The first obvious flaw is the expression “international gold standard”. Money as a concept is universal to man irrespective to his geographical location. As pointed out in previous articles in this publication, gold is money. Prior to the dismantlement of the classical gold standard, if one held US Dollars and exchanged them for British Pounds, the “exchange rate” was merely the ratio of US Dollars to gold relative to Pounds to gold. There were no political trade agreements in place sanctioning such a trade except the laws of nature (in this case the ratio of currency to a weighting of gold). Since gold is money, by its very nature it has to be the most marketable good meaning it must be “international”- or universally accepted. Hence the advocates of an “international gold standard” are merely advocating a monetary cartel of sorts. The term “international” should be interchanged with “exclusive” as all are not are allowed to freely participate. This means that an international gold standard is just an exclusive arrangement between various entities for purposes more attune to political favour than economic virtue.

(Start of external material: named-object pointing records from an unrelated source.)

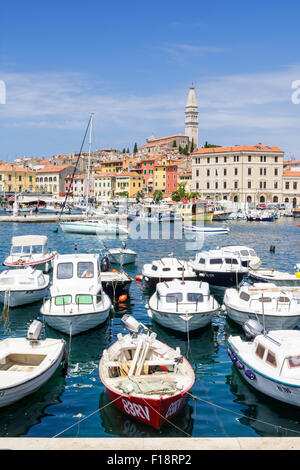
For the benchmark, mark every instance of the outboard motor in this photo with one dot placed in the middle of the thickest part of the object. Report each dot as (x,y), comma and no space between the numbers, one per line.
(252,328)
(105,264)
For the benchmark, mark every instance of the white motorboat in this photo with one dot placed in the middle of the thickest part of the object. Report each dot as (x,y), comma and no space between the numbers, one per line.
(280,278)
(205,229)
(277,307)
(28,363)
(77,300)
(30,250)
(269,362)
(121,255)
(145,378)
(94,227)
(23,286)
(166,269)
(219,267)
(182,305)
(247,255)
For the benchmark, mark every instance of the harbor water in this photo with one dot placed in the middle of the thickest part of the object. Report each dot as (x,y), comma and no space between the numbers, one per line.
(221,404)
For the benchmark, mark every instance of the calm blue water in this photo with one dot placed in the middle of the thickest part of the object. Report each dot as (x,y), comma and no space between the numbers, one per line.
(77,406)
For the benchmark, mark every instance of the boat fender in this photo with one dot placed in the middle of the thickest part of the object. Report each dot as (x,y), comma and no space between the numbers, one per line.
(250,374)
(231,355)
(105,264)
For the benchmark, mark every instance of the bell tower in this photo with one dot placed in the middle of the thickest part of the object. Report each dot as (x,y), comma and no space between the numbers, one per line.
(191,117)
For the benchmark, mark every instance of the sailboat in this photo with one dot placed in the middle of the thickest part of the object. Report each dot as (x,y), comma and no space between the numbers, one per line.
(91,226)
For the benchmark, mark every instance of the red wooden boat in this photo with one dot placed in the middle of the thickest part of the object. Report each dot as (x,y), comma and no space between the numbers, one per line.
(145,378)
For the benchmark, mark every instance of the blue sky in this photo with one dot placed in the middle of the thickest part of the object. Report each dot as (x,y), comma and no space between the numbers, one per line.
(131,63)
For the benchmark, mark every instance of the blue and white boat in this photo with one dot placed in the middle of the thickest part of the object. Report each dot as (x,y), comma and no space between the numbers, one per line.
(269,362)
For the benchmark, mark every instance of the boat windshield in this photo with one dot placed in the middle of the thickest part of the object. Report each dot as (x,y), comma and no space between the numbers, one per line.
(64,270)
(85,269)
(193,297)
(176,297)
(63,300)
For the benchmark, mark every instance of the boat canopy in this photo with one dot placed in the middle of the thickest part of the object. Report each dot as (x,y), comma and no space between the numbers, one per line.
(29,240)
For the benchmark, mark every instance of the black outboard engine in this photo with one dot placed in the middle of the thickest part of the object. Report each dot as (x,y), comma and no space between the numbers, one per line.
(252,328)
(105,264)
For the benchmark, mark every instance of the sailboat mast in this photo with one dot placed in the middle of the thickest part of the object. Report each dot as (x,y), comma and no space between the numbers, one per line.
(89,162)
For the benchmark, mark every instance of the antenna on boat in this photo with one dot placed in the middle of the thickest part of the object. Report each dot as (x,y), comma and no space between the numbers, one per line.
(55,229)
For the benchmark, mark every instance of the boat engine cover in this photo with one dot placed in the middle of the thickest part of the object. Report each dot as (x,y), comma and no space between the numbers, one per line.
(105,264)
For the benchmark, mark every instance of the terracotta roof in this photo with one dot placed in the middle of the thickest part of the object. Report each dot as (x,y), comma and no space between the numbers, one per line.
(11,167)
(52,168)
(128,173)
(239,148)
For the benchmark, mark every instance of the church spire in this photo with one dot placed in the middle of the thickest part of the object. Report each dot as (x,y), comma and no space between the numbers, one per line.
(191,117)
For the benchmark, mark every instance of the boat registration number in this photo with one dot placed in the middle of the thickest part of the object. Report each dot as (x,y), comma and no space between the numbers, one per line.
(136,409)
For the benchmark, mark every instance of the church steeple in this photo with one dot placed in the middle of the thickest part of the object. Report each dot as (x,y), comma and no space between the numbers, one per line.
(191,117)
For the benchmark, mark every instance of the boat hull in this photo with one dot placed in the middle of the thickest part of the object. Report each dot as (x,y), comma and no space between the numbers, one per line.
(273,322)
(74,324)
(153,412)
(91,229)
(221,279)
(17,298)
(274,388)
(13,394)
(184,323)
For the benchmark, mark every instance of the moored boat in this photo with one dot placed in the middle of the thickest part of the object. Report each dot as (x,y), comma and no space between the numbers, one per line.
(30,250)
(219,267)
(145,378)
(77,300)
(182,305)
(166,269)
(269,362)
(26,364)
(276,307)
(23,286)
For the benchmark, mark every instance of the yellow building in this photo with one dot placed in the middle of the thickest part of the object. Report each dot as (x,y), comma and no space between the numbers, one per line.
(14,178)
(129,182)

Such a monetary system contradicts the entire philosophical case for a gold standard; the defence of individual rights a la laissez faire capitalism. An international gold standard which is currently being advocated ignores the principles of a free market by its exclusive nature. Money is a tool strictly developed by the free action of man. Advocating a gold standard outside and apart from a free market is an entirely pointless affair. It reduces the status of gold to any other commodity, whether it is coal, oil or pork-bellies.

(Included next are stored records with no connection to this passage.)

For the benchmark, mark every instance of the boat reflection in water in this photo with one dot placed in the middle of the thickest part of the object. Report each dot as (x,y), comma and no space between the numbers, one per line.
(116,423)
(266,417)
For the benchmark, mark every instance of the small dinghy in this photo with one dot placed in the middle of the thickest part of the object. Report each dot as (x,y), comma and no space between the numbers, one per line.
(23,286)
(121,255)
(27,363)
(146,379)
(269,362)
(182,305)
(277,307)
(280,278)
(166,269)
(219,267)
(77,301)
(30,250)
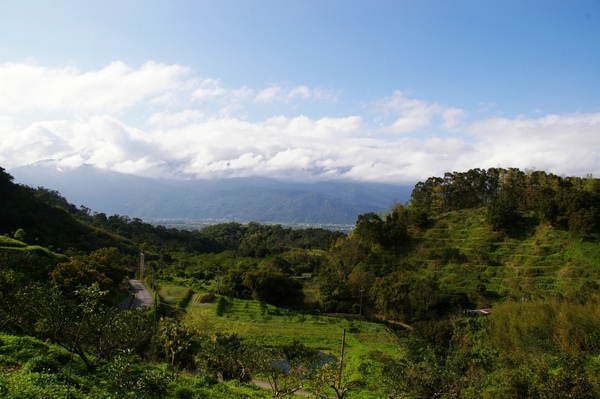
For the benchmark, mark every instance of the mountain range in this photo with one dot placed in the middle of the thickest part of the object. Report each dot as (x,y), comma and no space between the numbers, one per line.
(257,199)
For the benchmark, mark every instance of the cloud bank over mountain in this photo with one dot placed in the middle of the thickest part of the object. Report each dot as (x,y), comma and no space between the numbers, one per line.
(164,120)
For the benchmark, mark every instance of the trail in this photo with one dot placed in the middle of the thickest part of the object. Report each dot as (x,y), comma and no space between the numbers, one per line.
(265,385)
(142,297)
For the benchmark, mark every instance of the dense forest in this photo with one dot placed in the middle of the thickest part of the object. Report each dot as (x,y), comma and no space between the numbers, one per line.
(484,285)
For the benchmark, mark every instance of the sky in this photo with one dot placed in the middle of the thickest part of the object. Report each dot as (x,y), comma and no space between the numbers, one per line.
(308,90)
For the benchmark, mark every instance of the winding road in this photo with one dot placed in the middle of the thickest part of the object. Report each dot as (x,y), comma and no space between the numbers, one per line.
(142,297)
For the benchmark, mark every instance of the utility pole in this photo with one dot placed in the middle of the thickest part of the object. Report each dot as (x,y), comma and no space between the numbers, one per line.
(142,266)
(342,360)
(362,289)
(218,278)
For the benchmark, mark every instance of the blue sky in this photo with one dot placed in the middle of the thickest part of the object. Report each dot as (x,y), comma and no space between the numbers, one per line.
(393,91)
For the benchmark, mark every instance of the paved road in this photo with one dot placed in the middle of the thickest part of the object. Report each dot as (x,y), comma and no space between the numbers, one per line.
(265,385)
(142,296)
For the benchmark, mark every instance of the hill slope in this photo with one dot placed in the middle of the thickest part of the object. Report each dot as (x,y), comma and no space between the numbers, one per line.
(242,199)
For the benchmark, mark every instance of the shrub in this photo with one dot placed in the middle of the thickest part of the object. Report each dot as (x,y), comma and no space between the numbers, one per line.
(208,298)
(42,364)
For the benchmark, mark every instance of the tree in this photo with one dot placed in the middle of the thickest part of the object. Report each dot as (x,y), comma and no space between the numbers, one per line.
(502,213)
(178,343)
(286,368)
(272,286)
(229,356)
(104,267)
(89,329)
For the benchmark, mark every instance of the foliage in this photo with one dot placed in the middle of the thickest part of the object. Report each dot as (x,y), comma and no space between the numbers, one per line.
(104,267)
(95,332)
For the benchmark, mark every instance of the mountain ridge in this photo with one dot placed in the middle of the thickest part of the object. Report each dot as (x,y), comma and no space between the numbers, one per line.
(257,199)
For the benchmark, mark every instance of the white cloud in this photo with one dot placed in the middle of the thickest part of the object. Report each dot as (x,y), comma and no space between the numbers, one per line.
(29,88)
(157,120)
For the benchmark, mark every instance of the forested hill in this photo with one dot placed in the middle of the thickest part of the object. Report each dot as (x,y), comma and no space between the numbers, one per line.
(523,244)
(236,199)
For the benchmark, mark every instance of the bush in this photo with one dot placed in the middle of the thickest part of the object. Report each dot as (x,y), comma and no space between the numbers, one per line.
(208,298)
(42,364)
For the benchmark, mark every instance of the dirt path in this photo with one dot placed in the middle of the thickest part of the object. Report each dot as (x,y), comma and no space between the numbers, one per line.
(142,297)
(265,385)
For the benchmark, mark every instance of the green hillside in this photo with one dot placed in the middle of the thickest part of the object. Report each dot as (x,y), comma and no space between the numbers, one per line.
(404,292)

Nevertheless, setting the philosophical aspect aside, such a monetary arrangement will not work as it flies in the face of elementary economics. An international gold standard is an ill-conceived and highly problematic proposition for the same fundamental reason as the current monetary arrangement: One central planner’s policy for another. Bretton Woods collapsed as a result of the arbitraging forces between the fixed currency ratios, or price, to a weight of gold. To advocate a neo-Bretton Woods agreement would be akin to advocating just another type of disaster. Keeping in mind that Bretton Woods collapsed before high speed trading algorithms were off the ground, if a neo-Bretton Woods agreement were to be formalised and introduced, its greatest achievement would be for the agreement to survive longer than a month.

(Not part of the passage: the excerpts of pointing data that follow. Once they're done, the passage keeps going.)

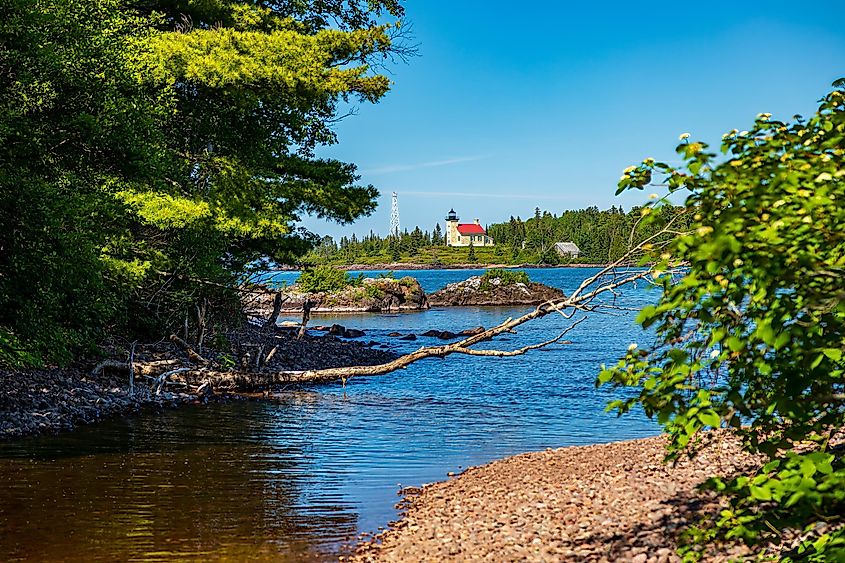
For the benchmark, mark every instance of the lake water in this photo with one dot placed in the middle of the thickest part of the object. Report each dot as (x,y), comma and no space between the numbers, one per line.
(298,477)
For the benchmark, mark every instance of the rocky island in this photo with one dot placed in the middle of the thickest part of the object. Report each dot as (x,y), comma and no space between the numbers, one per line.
(497,287)
(328,290)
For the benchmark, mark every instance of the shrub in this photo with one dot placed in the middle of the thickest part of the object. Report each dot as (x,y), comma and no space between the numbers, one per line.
(324,279)
(506,277)
(752,337)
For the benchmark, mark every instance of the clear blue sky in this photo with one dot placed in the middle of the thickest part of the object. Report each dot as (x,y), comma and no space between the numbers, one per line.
(510,107)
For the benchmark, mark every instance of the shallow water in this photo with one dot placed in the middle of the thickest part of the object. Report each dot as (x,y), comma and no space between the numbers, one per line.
(298,477)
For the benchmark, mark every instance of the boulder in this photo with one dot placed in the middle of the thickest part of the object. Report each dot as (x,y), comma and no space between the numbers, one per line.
(376,295)
(477,291)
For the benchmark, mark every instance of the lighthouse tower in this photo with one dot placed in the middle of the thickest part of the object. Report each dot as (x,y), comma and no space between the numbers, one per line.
(452,235)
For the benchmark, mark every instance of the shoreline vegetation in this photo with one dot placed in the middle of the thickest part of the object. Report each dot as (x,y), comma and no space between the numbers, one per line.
(410,266)
(602,237)
(50,400)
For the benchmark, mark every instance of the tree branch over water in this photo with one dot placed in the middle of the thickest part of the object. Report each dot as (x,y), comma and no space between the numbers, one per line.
(587,298)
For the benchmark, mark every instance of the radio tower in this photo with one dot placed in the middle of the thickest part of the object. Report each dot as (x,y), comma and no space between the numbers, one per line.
(394,217)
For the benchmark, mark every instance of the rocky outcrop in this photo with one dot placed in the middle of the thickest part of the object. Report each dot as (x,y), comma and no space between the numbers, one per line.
(492,292)
(371,295)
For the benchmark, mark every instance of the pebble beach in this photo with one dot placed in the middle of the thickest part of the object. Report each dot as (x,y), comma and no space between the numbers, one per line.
(604,503)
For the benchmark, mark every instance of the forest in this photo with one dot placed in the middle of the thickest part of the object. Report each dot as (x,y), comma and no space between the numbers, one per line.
(152,152)
(602,237)
(156,153)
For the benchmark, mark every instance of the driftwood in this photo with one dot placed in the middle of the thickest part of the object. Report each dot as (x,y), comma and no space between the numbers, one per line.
(583,299)
(192,354)
(141,368)
(306,316)
(278,299)
(567,307)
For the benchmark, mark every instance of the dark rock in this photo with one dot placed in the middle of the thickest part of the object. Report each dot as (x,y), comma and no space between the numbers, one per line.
(478,292)
(205,390)
(337,330)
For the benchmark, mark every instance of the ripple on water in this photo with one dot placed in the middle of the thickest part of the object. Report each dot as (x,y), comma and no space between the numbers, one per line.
(294,478)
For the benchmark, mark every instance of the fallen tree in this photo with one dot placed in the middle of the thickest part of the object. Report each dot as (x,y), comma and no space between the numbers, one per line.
(597,293)
(588,297)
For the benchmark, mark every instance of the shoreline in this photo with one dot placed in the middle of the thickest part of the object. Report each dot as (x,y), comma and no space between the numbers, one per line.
(408,266)
(53,400)
(606,502)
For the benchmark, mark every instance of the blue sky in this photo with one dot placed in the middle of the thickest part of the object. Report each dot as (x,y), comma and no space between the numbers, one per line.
(510,107)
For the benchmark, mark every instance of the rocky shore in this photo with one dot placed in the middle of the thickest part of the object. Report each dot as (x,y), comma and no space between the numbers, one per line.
(604,503)
(52,400)
(487,291)
(372,295)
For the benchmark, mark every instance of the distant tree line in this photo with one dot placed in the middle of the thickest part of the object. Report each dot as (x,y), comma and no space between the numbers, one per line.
(602,236)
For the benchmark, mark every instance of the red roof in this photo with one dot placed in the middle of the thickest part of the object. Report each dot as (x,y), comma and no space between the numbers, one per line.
(471,229)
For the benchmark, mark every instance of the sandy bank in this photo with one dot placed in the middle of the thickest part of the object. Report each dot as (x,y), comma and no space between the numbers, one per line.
(612,502)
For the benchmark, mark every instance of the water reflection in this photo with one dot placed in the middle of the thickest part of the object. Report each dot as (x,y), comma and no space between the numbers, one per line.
(296,477)
(186,484)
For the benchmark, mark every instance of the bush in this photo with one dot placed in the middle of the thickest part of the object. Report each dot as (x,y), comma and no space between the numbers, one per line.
(506,277)
(752,337)
(324,279)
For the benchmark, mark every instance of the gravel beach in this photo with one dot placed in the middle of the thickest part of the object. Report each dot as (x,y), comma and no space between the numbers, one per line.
(611,502)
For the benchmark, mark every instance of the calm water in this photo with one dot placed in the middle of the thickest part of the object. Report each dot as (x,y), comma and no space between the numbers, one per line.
(298,477)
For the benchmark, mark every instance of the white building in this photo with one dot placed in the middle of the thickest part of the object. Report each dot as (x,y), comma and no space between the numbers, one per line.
(465,234)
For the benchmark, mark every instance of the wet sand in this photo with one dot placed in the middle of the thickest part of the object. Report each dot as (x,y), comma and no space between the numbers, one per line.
(611,502)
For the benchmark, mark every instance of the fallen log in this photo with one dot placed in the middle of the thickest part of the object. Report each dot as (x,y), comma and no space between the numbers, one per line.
(153,367)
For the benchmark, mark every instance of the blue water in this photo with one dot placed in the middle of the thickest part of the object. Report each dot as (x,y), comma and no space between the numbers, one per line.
(302,474)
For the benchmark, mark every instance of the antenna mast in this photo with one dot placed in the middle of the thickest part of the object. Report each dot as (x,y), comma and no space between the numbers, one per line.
(394,217)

The practical virtue of an unadulterated gold standard is not the control of the quantity of money but rather stability of interest rates – a point almost entirely lost in economic academia. The quantity of money is almost immaterial to the stability of an economy or currency. An “international gold standard” has no answer to the issue of interest rate stability which has brought the global economy to financial ruin. Conceivably such a monetary arrangement would require assiduous interest rate fluctuation to balance out the excessive arbitrage and overcome speculation between gold, the currency in question and every other currency – something which no man or superman would be able to do leading to the systems eventual cannibalism. Governments would be forced to devalue their currencies to gold, most likely at an ever increasing pace, in order to preserve their own gold reserves. The entire affair would alleviate none of the present problems and only advance the case of those adversaries of gold and a free market.
An unadulterated gold standard is the ideal, one which the GSI strives to champion. Yet the process of realising and implementing an unadulterated gold standard is not a Sunday night presidential broadcast. It requires meticulous attention and transparency – not in managing it, but in introducing it. That is no small task.